Thema des Tages

21-09-2016 14:40

Halbzeit der Hurrikansaison und die tapfere JULIA

Während sich das Wetter in Deutschland nach dem teils sehr
regnerischen Wochenende deutlich beruhigt hat, geht es in anderen
Bereichen der Nordhemisphäre deutlich turbulenter zu. Mit Blick auf
die diesjährige Hurrikansaison im Bereich des Nordatlantiks (1. Juni
bis 30. November) kann nun ein erstes Fazit gezogen werden, denn sie
ist seit dem vorletzten Wochenende bereits zur Hälfte vorbei.
Andererseits befinden wir uns mitten in der Hochzeit tropischer
Wirbelsturmaktivität.
Während man in der Weltpresse von Hurrikans vor Hawaii und von einem
Supertaifun (in dem Fall die höchste Kategorie auf der fünfteiligen
"Saffir-Simpson Hurricane Wind Scale") vor Taiwan lesen konnte, so
vernahm man aus dem nordatlantischen Bereich bisher nur wenige
Neuigkeiten - Gott sei Dank muss man aus Sicht der dort lebenden
Bewohner sagen. Dass das eher glimpfliche Abschneiden der
diesjährigen Saison nicht selbstverständlich ist, zeigt die Anzahl
der aufgetretenen Tropenstürme. Bisher gab es verglichen zum
klimatologischen Mittel von 1981 bis 2010 deutlich mehr benannte
Tropenstürme (12) und auch bereits vier Hurrikans, wobei aber nur ein
Hurrikan die Stufe "major", also die Kategorie 3 bis 5 auf der
"Saffir-Simpson Hurricane Wind Scale" erreichte.
Die meisten der Tropenstürme zogen nämlich weit abseits von
Landflächen über das offene Meer und waren noch dazu recht kurzlebig,
abgesehen von Hurrikan GASTON, der bisher der langlebigste (13 Tage)
und stärkste Hurrikan (1-min Mittelwinde von 195 km/h) der Saison
war. Dennoch wurde auch in diesem Jahr bereits ein besonders
schadensträchtiger Tropensturm verzeichnet, denn Hurrikan EARL sorgte
in Belize (Zentralamerika) und in Mexiko für sintflutartige
Regenfälle, wobei Dutzende Todesopfer zu beklagen waren. Und dann war
da natürlich auch Hurrikan HERMINE, der Ende August und Anfang
September auf Florida traf und Schäden in Milliardenhöhe durch Orkan
und Sturzfluten verursachte. Doch beide Hurrikans wiesen nur die
unterste Kategorie (1 von 5) auf - es hätte also noch deutlich
schlimmer kommen können, wenn man das bei solch einem Ausmaß
überhaupt noch sagen kann und darf.

Auch während der vergangenen Woche entwickelten sich weitere
tropische Systeme, wobei eines besonders auffiel, da dieser
Tropensturm mit Namen JULIA einige Überraschungen aufwies.

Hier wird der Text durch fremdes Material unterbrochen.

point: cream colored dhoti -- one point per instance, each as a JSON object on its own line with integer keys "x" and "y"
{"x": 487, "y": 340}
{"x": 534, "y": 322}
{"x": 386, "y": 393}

Normalerweise sind in der heutigen hochtechnisierten Zeit
überraschende Entwicklungen im Bereich der Tropensturmvorhersage eher
unwahrscheinlich. Hochleistungsrechner, die binnen weniger Stunden
neue Modellrechnungen erzeugen und eine kontinuierliche
Satellitenabdeckung der Land- und Meeresgebiete sorgen dafür, dass
sich tropische Tiefdruckgebiete bezüglich ihres
Entwicklungspotentials sehr früh erkannt werden, sodass man sich
bereits Tage vorher auf die damit zusammenhängenden Wettergefahren
vorbereiten kann. Aber nicht so bei JULIA!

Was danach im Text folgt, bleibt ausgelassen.